The conceptual analytical work presented in this paper can be extended and used as the concept of a solution creating an ongoing situation awareness capability. All application domains (e.g. business, government, military, etc.) have typical situations and thus maintain a specific ‘repertoires’ of actions known to work. The knowledge of these situations can be acquired partially through education and partially through practical experience. The efficient use of these patterns depends on them being utilised fast, without too much explicit thought; in other words, efficient behaviour is typically based on the use of tacit skills and knowledge (irrespective of the fact that some of this knowledge would also be available in an explicit, formal form).

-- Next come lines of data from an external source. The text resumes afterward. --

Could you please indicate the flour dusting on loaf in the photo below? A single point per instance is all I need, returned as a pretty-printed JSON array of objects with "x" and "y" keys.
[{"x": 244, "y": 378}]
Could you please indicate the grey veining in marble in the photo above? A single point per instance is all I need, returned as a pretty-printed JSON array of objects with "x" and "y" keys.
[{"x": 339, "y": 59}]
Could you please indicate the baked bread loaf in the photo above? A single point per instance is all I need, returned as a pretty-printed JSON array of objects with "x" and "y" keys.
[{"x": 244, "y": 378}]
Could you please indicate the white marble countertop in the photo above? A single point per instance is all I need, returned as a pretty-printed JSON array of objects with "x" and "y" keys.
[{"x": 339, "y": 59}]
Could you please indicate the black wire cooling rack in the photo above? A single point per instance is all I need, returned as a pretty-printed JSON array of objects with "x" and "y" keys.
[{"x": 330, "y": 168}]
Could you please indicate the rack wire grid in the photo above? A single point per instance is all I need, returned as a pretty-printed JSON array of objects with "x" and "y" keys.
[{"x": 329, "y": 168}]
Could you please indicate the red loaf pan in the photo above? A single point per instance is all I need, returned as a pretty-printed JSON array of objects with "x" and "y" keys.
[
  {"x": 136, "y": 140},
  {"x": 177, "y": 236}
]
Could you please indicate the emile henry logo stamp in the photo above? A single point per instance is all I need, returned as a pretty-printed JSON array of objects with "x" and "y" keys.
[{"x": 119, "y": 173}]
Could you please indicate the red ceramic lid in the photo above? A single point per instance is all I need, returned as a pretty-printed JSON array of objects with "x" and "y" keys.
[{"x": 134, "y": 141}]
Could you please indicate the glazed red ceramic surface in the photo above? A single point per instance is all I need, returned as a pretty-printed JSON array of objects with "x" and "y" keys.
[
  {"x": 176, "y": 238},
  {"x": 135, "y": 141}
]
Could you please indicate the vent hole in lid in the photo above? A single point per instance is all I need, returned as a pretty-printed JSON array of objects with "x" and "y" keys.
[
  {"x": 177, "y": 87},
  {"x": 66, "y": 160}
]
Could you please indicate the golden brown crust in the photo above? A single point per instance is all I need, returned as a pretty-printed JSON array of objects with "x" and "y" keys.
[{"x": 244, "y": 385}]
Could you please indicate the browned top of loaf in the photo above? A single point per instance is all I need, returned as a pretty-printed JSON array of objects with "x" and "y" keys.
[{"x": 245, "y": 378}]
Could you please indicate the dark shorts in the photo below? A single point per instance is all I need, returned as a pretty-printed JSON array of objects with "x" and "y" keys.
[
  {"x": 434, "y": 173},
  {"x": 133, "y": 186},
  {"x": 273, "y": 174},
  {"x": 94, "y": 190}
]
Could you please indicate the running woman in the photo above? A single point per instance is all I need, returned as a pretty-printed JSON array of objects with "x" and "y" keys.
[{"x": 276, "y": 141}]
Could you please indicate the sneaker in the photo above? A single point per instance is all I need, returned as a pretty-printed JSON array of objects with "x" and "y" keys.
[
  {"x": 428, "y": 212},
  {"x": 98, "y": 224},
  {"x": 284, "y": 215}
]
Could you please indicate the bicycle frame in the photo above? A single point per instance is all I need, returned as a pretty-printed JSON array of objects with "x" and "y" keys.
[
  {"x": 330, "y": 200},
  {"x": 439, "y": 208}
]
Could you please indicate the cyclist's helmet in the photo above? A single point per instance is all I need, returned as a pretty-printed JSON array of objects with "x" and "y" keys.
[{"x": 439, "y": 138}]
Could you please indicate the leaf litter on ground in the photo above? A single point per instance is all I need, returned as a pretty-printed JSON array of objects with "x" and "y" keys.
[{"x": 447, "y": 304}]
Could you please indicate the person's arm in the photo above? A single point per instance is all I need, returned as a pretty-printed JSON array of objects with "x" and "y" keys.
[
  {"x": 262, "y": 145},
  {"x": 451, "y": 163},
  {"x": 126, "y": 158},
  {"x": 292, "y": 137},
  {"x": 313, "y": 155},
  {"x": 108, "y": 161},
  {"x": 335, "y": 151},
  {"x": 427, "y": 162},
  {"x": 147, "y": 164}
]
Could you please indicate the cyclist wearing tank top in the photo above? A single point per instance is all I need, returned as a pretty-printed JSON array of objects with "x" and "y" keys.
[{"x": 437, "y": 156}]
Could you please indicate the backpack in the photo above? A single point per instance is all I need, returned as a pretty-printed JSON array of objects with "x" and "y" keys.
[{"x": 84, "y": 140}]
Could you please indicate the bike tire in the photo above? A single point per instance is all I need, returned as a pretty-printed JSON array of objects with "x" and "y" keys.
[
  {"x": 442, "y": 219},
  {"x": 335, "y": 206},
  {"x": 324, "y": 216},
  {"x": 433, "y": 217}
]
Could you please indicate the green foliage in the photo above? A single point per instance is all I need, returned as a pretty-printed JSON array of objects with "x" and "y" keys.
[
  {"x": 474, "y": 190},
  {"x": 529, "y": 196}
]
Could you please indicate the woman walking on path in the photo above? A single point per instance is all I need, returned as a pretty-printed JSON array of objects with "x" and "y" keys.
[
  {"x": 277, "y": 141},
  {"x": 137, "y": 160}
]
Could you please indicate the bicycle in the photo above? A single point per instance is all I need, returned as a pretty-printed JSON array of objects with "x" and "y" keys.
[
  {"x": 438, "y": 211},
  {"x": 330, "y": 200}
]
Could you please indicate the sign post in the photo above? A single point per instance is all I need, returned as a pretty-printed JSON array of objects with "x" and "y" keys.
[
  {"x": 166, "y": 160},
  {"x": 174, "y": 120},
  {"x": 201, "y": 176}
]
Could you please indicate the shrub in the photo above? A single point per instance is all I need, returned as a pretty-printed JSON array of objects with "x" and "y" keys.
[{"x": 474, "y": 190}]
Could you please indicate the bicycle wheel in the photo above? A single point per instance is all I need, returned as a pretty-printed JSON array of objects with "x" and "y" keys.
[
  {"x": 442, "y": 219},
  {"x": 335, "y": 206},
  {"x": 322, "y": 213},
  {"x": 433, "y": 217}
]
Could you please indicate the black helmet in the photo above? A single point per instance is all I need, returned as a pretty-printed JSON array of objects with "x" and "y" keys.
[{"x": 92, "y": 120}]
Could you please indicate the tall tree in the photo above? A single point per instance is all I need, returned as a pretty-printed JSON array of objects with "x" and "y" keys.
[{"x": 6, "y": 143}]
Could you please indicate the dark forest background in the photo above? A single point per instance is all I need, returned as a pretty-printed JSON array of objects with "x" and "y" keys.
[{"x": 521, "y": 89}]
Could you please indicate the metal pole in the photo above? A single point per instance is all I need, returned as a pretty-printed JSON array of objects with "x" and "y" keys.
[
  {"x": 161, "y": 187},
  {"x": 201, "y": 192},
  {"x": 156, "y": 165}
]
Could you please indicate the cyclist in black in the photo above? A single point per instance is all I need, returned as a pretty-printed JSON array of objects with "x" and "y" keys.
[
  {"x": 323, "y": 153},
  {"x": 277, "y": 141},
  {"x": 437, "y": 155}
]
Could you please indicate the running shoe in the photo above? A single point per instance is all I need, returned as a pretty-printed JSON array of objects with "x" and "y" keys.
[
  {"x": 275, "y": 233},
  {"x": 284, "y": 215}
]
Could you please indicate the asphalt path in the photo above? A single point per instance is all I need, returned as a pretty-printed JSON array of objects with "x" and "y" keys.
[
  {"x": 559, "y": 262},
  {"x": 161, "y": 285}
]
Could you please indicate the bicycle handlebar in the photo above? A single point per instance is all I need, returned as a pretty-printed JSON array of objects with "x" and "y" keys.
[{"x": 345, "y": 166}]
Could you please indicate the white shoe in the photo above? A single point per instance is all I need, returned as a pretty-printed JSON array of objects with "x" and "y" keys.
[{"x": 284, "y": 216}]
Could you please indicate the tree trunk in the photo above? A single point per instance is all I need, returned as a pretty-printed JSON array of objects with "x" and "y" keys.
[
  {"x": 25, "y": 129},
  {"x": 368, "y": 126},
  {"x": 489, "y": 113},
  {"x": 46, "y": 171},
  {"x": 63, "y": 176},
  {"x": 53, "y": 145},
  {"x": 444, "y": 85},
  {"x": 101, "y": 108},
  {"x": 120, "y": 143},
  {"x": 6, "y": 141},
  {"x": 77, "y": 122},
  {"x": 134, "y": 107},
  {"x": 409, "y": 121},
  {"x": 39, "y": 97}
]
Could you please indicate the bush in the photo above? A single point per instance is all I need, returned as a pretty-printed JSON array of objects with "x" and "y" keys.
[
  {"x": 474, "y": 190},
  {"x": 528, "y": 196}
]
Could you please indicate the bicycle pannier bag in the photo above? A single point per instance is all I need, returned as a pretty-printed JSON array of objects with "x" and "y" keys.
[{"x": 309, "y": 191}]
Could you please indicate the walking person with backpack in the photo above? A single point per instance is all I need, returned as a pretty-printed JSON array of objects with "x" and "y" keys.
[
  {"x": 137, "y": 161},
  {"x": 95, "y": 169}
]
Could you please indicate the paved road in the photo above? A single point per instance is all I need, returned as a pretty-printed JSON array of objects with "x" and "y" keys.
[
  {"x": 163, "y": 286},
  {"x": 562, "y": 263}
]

As pointed out, the effectiveness of the OODA loop is also dependent on its efficiency – hence, whoever does it better and faster will win. If, for example, one is not able to process the gathered information in a timely manner, the resulting action/s may become irrelevant, because one’s adversary may have already acted and thus, changed the situation. Given the complexity of situations and the amount of data available, using data analytics in conjunction with situation recognition could dramatically speed up the loop, hence increasing the chance of success.

The technology for data analytics and predictive analytics is currently subject to substantial ongoing effort in research and in industry. The authors are observing the technical side of this movement, while concentrating their effort on the promising, however difficult to implement and mathematically challenging technology that is developed on the basis of situation theory (Goranson and Cardier 2013). The main aim is to demonstrate the use of such technology to construct resilient Systems of Systems through dynamic management, command and control of a large number of cooperating participating agents.